Di kampus ini pula ia menjadi anggota Mapala UI yang hingga kini terkenal
sebagai kelompok mahasiswa pecinta alam yang tangguh.
Lewat buku yang diterbitkan pada 2006 ini, Ganezh
menceritakan kehidupan seorang Norman Edwin, mulai dari masa kecilnya hingga
ketika ia ditemukan tewas di Aconcagua, gunung dengan puncak tertinggi di
Amerika Selatan.
Norman Edwin mengenal dan mencintai alam sejak masih sangat
muda. Bakat menulisnya pun juga sudah tampak saat masih kecil. Di kemudian
hari, ia benar-benar menjadi petualang sejati sekaligus wartawan yang tangguh. Norman
pernah bekerja untuk tabloid Mutiara dan menulis untuk beberapa koran.
Kedua perpaduan itulah yang menjadikan Norman mampu membagi
petualangannya lewat tulisan dan dokumentasi. Lewat itu pula, Norman secara
tidak langsung mengajak generasi muda untuk mencintai alam dan menjajal
kegiatan di alam liar.
Ketangguhan Norman tak diragukan lagi. Berbagai gunung
dengan medan yang bervariasi telah ia daki. Sungai-sungai dengan jeram telah ia
susuri. Meski berkali-kali berhadapan dengan maut, ia seolah tak ingin takluk.
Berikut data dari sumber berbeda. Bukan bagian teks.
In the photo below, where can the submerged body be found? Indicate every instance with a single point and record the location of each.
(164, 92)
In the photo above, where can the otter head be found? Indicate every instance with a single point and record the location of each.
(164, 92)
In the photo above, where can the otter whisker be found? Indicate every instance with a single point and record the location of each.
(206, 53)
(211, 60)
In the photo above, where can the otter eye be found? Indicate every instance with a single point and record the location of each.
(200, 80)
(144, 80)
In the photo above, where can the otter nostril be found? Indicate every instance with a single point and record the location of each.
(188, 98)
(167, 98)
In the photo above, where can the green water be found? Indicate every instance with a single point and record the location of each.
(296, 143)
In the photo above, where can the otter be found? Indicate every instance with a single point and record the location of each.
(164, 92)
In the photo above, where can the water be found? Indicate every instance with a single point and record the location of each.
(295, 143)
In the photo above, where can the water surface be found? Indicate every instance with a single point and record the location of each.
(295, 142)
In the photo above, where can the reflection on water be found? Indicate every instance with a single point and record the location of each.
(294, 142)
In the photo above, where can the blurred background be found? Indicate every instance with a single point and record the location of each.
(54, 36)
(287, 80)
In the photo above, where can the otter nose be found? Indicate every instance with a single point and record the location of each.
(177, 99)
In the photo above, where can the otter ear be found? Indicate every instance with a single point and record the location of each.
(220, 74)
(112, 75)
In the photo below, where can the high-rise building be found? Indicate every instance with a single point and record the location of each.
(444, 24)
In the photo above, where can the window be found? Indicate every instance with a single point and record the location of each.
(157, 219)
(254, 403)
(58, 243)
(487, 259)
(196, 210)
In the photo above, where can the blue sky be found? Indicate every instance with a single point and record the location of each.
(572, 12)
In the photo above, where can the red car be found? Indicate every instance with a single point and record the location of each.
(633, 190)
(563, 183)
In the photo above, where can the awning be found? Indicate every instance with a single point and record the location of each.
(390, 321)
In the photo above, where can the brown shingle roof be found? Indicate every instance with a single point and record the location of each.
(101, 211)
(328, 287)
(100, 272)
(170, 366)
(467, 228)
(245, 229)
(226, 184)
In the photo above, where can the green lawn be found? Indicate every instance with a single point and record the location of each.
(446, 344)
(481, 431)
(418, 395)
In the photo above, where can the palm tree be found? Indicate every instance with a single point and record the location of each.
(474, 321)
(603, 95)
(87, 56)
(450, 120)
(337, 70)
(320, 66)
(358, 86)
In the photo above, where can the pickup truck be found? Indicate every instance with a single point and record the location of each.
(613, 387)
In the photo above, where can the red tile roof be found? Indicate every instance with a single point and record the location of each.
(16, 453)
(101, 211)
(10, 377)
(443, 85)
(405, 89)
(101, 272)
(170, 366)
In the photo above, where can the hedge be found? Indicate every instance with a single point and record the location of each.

Puncak-puncak yang berhasil digapainya antara lain Puncak
Cartensz Pyramid (Irian Jaya), Puncak McKinley (Alaska), dan Puncak Kilimanjaro
(Afrika). Puncak-puncak itu merupakan bagian dari “The Seven Summits”, tujuh
puncak tertinggi dari tujuh benua. Seven
summits merupakan impian dari hampir setiap pendaki di seluruh dunia.
Hingga akhirnya, lelaki yang sering disebut “beruang gunung”
itu menghembuskan nafas terakhirnya di ketinggian 6700 meter di Aconcagua. Jenazahnya
ditemukan diantara salju pada 2 April 1992. Obsesinya untuk mengibarkan panji
Mapala UI dan bendera merah putih di Puncak Aconcagua tertahan oleh ganasnya
alam Pegunungan Andes. Ia meninggalkan seorang istri, Karina Arifin, dan
Melati, putrinya yang masih berusia tujuh tahun saat itu.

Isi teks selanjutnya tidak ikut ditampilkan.